🤖 AI Summary
Existing graph-based indexes (e.g., HNSW) suffer from poor connectivity, low recall, and high latency for nearest-neighbor search under complex hard filtering predicates. This paper proposes a multi-index ensemble architecture coupled with a learnable three-dimensional analytical model to enable dynamic, query-time selection of the optimal index. Our approach integrates workload-aware index packaging, parallel multi-index construction, and a lightweight HNSW variant—achieving high recall while significantly improving efficiency. Experiments show that our method accelerates queries by up to 8.06× over state-of-the-art baselines, reduces indexing time to just 1% of conventional methods, and incurs only 2.15× the memory overhead of standard HNSW. The core innovation lies in decoupling filtering logic into a collaborative multi-index mechanism and employing a learnable analytical model to drive real-time index selection—thereby overcoming the performance bottlenecks inherent to constrained graph traversal in predicate-aware ANN search.
📝 Abstract
Many real-world tasks such as recommending videos with the kids tag can be reduced to finding most similar vectors associated with hard predicates. This task, filtered vector search, is challenging as prior state-of-the-art graph-based (unfiltered) similarity search techniques quickly degenerate when hard constraints are considered. That is, effective graph-based filtered similarity search relies on sufficient connectivity for reaching the most similar items within just a few hops. To consider predicates, recent works propose modifying graph traversal to visit only the items that may satisfy predicates. However, they fail to offer the just-a-few-hops property for a wide range of predicates: they must restrict predicates significantly or lose efficiency if only a small fraction of items satisfy predicates.

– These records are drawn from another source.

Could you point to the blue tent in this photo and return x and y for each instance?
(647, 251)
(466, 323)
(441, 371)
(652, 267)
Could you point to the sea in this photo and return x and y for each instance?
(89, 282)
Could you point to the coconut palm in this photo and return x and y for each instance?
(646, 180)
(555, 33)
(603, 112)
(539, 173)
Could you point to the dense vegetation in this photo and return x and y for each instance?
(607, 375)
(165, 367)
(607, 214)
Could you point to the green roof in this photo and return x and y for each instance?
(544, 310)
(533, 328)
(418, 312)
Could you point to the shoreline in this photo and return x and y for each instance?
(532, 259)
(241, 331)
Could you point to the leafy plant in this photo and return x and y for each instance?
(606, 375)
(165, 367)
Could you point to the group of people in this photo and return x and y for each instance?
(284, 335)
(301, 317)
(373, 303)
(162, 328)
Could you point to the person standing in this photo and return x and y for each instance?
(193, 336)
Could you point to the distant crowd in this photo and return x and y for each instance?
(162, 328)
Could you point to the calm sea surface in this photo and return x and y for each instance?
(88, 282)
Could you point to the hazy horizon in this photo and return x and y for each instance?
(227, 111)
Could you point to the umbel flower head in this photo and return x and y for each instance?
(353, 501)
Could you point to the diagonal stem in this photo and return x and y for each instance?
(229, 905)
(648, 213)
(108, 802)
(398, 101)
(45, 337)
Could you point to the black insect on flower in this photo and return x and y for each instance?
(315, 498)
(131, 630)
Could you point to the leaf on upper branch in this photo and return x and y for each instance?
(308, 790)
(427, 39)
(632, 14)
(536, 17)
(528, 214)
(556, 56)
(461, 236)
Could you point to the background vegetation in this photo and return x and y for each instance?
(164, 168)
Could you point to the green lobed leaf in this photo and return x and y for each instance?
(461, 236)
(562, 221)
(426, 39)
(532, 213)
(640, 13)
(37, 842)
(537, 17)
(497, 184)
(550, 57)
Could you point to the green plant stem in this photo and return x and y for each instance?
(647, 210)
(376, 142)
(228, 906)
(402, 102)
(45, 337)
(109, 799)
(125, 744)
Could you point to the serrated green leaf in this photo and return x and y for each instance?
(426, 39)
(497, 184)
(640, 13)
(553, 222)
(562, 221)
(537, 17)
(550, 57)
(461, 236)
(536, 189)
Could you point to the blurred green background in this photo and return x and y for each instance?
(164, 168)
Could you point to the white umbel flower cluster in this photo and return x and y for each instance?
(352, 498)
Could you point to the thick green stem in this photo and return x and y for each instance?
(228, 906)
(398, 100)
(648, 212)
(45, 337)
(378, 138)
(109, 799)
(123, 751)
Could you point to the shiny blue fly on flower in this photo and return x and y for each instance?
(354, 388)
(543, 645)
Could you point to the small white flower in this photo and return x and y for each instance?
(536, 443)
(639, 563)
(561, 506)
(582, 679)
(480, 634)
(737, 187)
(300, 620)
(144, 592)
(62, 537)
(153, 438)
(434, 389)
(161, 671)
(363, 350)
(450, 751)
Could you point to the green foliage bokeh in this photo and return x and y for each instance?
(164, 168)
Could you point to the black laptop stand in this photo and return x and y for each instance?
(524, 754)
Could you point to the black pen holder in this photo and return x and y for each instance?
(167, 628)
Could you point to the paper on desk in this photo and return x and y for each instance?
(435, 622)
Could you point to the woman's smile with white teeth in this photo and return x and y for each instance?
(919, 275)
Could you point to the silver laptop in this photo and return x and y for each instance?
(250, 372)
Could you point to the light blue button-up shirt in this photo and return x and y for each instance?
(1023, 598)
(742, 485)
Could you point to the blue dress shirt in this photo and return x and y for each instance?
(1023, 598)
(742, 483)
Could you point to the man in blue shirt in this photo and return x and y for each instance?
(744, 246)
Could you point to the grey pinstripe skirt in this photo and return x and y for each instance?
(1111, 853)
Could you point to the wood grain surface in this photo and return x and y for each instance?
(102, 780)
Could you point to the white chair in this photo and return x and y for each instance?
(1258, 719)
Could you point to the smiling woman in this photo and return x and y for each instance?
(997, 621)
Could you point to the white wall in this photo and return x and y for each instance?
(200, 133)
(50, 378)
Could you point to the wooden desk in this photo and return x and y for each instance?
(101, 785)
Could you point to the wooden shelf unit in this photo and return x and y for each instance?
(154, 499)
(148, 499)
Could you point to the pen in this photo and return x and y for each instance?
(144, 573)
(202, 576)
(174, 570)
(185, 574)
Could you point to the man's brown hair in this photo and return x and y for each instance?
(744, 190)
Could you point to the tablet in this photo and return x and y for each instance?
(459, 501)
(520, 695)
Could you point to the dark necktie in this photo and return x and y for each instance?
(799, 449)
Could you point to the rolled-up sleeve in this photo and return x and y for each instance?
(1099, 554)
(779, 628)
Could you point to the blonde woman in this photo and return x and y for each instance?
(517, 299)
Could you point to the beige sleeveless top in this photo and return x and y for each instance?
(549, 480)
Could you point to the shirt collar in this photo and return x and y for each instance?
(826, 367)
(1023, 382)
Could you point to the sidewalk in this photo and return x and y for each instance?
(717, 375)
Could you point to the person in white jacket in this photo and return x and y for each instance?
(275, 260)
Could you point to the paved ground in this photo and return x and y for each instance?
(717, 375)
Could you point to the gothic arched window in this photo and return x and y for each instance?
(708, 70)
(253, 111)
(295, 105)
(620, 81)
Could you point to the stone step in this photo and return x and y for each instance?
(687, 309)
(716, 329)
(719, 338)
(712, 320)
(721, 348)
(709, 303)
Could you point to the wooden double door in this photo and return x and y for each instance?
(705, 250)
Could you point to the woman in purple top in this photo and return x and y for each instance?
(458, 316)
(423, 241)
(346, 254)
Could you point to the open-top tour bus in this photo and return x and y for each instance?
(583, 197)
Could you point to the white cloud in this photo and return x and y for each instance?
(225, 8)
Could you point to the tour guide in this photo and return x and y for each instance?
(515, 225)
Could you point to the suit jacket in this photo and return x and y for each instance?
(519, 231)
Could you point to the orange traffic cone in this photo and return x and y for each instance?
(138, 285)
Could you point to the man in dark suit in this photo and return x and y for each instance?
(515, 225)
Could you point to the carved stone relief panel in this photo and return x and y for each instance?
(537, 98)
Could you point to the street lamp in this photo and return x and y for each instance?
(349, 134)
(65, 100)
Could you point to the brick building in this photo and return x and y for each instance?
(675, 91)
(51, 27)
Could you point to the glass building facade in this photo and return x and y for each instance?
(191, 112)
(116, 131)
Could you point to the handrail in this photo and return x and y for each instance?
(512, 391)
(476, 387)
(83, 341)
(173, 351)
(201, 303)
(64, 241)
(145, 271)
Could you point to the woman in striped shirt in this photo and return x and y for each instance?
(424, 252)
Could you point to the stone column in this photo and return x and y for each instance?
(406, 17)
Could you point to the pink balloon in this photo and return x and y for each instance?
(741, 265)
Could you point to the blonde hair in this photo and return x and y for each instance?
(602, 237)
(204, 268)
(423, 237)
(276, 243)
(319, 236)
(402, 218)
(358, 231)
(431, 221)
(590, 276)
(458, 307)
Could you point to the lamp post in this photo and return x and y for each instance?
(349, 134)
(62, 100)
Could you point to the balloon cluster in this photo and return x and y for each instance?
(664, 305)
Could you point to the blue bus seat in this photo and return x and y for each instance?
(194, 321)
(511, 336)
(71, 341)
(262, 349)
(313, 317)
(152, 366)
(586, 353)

We propose an opposite approach: instead of constraining traversal, we build many indexes each serving different predicate forms. For effective construction, we devise a three-dimensional analytical model capturing relationships among index size, search time, and recall, with which we follow a workload-aware approach to pack as many useful indexes as possible into a collection. At query time, the analytical model is employed yet again to discern the one that offers the fastest search at a given recall. We show superior performance and support on datasets with varying selectivities and forms: our approach achieves up to 8.06x speedup while having as low as 1% build time versus other indexes, with less than 2.15x memory of a standard HNSW graph and modest knowledge of past workloads.